Value has outperformed growth over the past five years in 19 of the 24 countries classed as developed markets by MSCI. Israel, Spain and Ireland join Austria in having more than 100 percentage points between their value and growth indices.
As well as the US, growth has beaten value in New Zealand, Belgium, Norway and Portugal.
To look at the long-term picture, WisdomTree analysed nearly a century of US market data in early 2025. It found that growth’s recent dominance is the exception rather than the rule, driven in large part by sentiment-driven multiple expansion rather than earnings alone.
When that dynamic has played out before, most notably during the late 1990s technology bubble, the reversal was abrupt and painful for growth investors. Value, by contrast, has historically provided a degree of resilience precisely because it does not depend on investors maintaining confidence in elevated valuations, the firm argued.
Brian Manby, senior associate for research at WisdomTree, said: “In our view, today’s style debate has grown too dismissive of value despite contrary evidence across decades of market history and recent performance regimes.

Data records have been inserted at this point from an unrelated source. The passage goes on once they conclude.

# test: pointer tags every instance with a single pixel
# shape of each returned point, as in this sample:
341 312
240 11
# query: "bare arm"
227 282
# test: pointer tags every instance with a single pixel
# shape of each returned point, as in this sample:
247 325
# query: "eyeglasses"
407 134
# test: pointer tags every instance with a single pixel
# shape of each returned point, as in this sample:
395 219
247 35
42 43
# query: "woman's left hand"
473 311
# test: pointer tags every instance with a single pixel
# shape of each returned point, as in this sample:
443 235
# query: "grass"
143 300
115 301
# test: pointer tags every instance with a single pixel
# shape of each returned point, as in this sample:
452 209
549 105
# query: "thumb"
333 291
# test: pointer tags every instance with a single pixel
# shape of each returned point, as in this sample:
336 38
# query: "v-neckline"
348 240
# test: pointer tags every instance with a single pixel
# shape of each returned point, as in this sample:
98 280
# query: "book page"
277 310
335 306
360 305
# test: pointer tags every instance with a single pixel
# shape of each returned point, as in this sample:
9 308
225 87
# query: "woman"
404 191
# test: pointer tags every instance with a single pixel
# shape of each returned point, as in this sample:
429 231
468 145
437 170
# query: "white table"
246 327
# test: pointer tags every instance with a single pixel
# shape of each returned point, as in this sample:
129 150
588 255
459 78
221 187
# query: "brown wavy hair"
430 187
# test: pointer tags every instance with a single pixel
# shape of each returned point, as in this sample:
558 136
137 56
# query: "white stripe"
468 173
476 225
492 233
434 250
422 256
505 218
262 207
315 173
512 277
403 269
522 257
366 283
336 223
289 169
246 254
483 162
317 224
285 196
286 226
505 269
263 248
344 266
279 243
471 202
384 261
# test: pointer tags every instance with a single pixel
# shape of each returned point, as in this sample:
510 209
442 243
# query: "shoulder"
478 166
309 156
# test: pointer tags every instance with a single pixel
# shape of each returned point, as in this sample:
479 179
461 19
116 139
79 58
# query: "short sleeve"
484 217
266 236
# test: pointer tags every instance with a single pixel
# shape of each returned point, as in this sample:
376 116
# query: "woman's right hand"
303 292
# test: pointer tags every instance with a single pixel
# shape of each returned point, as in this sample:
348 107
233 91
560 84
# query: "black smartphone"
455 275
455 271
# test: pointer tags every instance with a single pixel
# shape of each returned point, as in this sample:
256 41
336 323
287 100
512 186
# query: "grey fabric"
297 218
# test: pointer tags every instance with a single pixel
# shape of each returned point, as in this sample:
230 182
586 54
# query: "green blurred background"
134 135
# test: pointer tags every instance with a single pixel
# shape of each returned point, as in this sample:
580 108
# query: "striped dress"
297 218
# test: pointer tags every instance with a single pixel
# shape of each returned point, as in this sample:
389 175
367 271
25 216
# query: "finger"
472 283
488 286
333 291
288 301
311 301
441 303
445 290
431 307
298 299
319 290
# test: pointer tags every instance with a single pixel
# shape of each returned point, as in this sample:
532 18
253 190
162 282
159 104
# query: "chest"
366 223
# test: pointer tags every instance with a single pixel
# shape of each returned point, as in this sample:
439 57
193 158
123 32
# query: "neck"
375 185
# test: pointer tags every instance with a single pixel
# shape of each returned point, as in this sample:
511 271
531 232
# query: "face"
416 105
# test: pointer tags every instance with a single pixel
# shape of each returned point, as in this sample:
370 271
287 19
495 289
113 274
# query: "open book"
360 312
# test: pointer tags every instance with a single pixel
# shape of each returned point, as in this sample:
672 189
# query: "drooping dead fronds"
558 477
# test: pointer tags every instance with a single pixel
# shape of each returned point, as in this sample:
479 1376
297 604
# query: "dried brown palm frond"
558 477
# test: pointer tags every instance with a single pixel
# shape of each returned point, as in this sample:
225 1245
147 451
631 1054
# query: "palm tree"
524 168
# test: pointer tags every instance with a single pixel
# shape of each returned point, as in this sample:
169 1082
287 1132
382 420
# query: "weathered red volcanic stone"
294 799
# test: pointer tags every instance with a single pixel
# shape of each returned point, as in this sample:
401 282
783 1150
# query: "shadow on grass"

Today, growth investors remain unbothered by historically high multiples, no doubt infatuated by the perceived limitless potential of AI and companies’ willingness to spend handsomely to harness it.
“We encourage investors to be cautious and discerning of prevailing growth valuations, especially if they’re neglecting value allocations in the process. Any change in sentiment could unwind the growth leadership cycle and valuations may be the catalyst.”